Four hundred and fifty ministers walked out, nearly a third of the total number and many of the most distinguished names within the established Church. For a moment MacKenzie thought he saw amongst them the ghost of a young man who had once set out to preach the Gospels at the furthest corner of the realm. He closed his eyes to disperse the image, but the emptiness in his heart did not subside. Through the open doors he could hear the cheers from the assembled crowd as the true evangelicalists walked down the hill towards the Canonmills and Tanfield Hall where the Free Church was to be set up. The crowd celebrated as if it was a public holiday, and the outgoing ministers had to file through in procession, three abreast. Those who remained seemed stunned, as if what had just happened was unreal. But the increasing echo of the emptying church made it all too real and, as they started to travel back to their manses, where their relieved families welcomed them, there was a piece of their hearts which knew that the days of the old Church were gone and things would never be quite the same again.
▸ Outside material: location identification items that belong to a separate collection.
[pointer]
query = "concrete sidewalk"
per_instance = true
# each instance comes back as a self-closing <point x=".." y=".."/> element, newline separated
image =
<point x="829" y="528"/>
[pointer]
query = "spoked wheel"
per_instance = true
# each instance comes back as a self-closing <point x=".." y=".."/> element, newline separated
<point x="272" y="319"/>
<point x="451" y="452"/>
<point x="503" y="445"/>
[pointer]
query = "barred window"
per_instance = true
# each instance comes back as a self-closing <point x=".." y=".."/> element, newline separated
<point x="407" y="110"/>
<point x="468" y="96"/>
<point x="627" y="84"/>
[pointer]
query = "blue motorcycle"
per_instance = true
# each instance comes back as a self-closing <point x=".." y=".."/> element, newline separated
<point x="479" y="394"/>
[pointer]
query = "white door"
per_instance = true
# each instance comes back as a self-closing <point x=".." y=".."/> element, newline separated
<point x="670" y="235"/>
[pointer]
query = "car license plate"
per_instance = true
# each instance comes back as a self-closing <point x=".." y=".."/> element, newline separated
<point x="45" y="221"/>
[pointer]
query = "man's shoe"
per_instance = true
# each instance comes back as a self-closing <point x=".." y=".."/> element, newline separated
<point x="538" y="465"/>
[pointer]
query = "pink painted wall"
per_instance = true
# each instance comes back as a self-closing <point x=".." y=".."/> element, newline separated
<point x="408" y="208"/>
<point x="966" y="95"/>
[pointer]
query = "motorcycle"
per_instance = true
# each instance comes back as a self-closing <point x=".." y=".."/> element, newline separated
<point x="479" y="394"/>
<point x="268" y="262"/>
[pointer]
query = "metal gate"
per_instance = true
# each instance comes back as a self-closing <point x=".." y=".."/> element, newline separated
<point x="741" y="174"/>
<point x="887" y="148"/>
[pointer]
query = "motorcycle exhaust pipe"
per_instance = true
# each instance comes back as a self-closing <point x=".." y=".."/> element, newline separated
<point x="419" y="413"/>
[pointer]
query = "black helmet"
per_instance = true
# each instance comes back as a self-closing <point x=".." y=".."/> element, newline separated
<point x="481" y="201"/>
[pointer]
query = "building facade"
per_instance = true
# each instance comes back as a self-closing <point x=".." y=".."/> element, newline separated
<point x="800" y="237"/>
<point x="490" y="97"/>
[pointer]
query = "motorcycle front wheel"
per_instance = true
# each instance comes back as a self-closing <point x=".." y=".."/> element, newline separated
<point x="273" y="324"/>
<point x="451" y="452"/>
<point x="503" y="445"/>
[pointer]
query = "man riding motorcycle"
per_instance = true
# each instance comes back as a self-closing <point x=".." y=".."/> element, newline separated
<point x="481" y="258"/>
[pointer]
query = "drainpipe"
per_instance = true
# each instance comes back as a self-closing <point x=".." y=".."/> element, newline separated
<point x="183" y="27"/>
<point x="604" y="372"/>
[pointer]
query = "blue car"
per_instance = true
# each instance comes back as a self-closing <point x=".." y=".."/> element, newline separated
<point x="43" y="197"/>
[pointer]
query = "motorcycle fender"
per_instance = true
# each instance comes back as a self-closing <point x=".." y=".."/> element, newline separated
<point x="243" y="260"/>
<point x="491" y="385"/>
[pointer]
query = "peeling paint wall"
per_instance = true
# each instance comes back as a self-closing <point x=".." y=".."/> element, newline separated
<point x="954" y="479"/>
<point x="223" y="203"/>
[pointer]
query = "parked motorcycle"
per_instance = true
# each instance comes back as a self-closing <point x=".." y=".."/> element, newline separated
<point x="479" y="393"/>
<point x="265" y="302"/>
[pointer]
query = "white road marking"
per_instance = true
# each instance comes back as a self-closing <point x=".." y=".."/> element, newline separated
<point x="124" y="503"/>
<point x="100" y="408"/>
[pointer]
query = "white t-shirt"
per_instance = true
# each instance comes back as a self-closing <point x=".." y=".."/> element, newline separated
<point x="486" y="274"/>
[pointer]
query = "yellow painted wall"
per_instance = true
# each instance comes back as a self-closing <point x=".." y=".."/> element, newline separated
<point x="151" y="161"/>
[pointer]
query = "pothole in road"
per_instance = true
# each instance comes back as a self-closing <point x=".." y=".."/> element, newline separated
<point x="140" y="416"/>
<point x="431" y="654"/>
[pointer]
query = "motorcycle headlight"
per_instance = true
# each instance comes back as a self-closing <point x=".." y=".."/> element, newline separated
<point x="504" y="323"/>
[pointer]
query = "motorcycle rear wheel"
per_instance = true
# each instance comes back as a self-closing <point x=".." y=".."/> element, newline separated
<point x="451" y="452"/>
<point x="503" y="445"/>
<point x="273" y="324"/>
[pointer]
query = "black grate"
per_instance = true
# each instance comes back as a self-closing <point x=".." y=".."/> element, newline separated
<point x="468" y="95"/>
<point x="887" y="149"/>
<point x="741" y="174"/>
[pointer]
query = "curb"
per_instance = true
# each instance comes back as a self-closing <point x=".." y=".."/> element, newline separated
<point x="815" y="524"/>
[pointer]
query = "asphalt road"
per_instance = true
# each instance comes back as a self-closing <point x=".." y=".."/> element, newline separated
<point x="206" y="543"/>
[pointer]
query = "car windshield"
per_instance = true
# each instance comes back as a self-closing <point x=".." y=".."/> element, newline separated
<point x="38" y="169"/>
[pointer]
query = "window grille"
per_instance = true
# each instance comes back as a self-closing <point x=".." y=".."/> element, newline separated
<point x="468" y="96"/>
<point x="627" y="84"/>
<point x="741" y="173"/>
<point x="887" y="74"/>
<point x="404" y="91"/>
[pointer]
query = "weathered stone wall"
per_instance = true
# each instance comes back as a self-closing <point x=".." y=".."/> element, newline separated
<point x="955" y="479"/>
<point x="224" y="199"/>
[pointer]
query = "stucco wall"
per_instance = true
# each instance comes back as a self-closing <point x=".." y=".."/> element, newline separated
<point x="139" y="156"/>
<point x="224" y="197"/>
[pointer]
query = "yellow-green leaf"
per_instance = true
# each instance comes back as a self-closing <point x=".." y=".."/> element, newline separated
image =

A month had passed since that day and MacKenzie had returned to St Kilda to take his farewell of the islanders. In reward for his loyalty to the established Church he had been offered the small highland parish of Duror. Here, he was promised, he could relax and regain his energy after his years of faithful service to the Society for the Propagation of Christian Knowledge.
Now, as he walked towards the Point of Coll for the last time, there was a strange absence in his mind. He could not put his finger on it. Over the last few days, as Lizzie and Anna had been packing the crates and boxes with their possessions, Anna overwhelmed and brought to tears from time to time by the thought of her house-folk going away, he had felt a sense of relief at leaving the island. He watched his children playing in the garden and knew it was the right decision for them. The only one he could not quite bear to look at was young Eliza. At twelve her once chubby limbs had grown slender and willowy and there was a new depth in her dark eyes. She was old enough to know this island as her home.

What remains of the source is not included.